Orlando a été écrit après la relation amoureuse que Virginia a entretenue avec Vita ; l’écriture a commencé au moment où Virginia a appris que cette dernière la trompait avec une autre femme.

On a qualifié ce roman de plus longue lettre d’amour d’une femme à une autre femme. Mais entre Virginia et Vita, il ne s’agissait pas que d’amour : la jouissance du corps était dans le coup, et violemment. Il semble que ce soit cette violence de l’excitation que n’ait pas supporté Vita, repoussant progressivement l’ardeur des demandes de Virginia.

Avec Léonard, par contre, il n’y a jamais eu de jouissance, jamais eu de relations sexuelles, même pendant leur voyage de noces – ce qui l’a fort dépité. Il a accepté cette situation pendant toute leur vie commune, et on ne lui a pas connu d’autre relation ni amoureuse ni sexuelle.

En écrivant ce roman, Orlando, Virginia Woolf transformait en œuvre durable une relation amoureuse par trop fragile et éphémère. Elle a ainsi répondu à ce qui faisait un souci, un problème, une question – l’envahissement de la voix,la forclusion phallique, l’inexistence de La femme – en produisant des livres.

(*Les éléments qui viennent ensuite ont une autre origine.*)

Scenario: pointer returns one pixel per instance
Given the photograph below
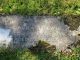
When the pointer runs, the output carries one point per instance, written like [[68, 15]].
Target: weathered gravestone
[[26, 31]]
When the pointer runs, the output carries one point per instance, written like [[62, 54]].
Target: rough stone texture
[[27, 31]]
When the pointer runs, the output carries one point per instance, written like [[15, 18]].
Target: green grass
[[40, 7], [39, 52]]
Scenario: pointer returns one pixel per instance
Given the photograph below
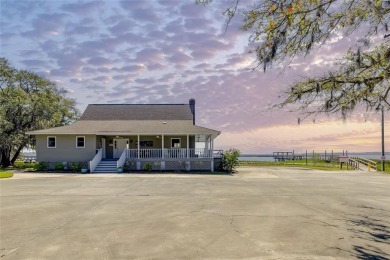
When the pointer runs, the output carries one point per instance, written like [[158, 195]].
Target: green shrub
[[59, 166], [76, 166], [128, 165], [41, 166], [148, 166], [230, 159]]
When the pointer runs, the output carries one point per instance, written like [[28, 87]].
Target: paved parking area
[[259, 213]]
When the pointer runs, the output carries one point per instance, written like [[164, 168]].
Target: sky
[[168, 51]]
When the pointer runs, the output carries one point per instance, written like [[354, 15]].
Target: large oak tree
[[28, 102], [282, 30]]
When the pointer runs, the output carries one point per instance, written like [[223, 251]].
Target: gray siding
[[65, 150]]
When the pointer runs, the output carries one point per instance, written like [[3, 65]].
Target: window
[[146, 143], [51, 142], [175, 143], [80, 142]]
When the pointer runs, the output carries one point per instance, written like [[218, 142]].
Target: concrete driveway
[[259, 213]]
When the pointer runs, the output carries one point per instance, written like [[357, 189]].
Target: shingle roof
[[137, 112], [129, 127]]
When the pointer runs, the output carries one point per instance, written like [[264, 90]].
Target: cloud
[[83, 8]]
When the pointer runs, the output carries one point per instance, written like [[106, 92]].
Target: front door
[[119, 146]]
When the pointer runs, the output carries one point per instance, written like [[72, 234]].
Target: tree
[[28, 102], [281, 30]]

Or c’est précisément en trouvant un appui dans son œuvre qu’elle peut faire face à sa sœur, Vanessa, et ses enfants. Sa sœur a et est ce qu’elle ne pourra jamais avoir ni être : avoir des enfants, être mère. Là, elle éprouve une angoisse absolue et une profonde dépression.

Dans une des pages les plus importantes du Journal, à la date du 15 septembre 1926, elle écrit :

« Oh ! la voilà qui commence à s’approcher, cette horreur [the horror] ! L’effet physique est celui d’une vague [painful wave] douloureuse s’enflant sans la région du cœur ; elle me ballotte [tossing me up]. Je suis malheureuse ! Malheureuse ! Arrière ! Mon Dieu, je voudrais être morte ! Pause. Mais pourquoi ressentir cela ? Laissez-moi regarder comment la vague se soulève. Je regarde. Vanessa. Des enfants. L’échec [failure]. Oui, je distingue cela. L’échec. L’échec, l’échec. (La vague se redresse [The wave rises]). Oh, ils se sont moqués de mon goût pour la peinture verte. (La vague se brise [Wave crashes].) Je voudrais être morte ! [I wish I were dead !] J’espère que je n’ai plus que quelques années à vivre ! Je ne peux plus affronter cette horreur. [I can’t face this horror anymore.] (C’est la vague qui déferle sur moi [This is the wave spreading out over me].) Cela se répète, plusieurs fois, avec des variations dans l’horreur. Puis, au moment critique, la souffrance [pain], au lieu de conserver sa violence, s’estompe. Puis, je somnole. Je me réveille en sursaut… Encore la vague ! La souffrance irrationnelle. Le sentiment d’échec… »[1]

« Vanessa. Des enfants. L’échec » – sa sœur réussit là où elle échoue. Virginia éprouve avec douleur ce que Vanessa réussit à faire.

Au mois d’août 1937, Julian Bell, le fils de sa sœur qui s’est engagé pour défendre la République espagnole, est tué. D’emblée elle ressent un immense vide, qui la renvoie à son inanité, au néant de sa vie. Comment lutte-t-elle contre ce néant ? En travaillant. « Car sitôt que je cesse de travailler, la fin est en vue, le néant commence. »

Bref, par le travail d’écriture, par la production d’œuvres, elle trouve une réponse à laquelle elle peut se raccrocher : Vanessa a des enfants, « moi, j’ai une œuvre ».

[1]. Virginia Woolf, Journal, Paris, Stock, 1983, tome III, p. 325.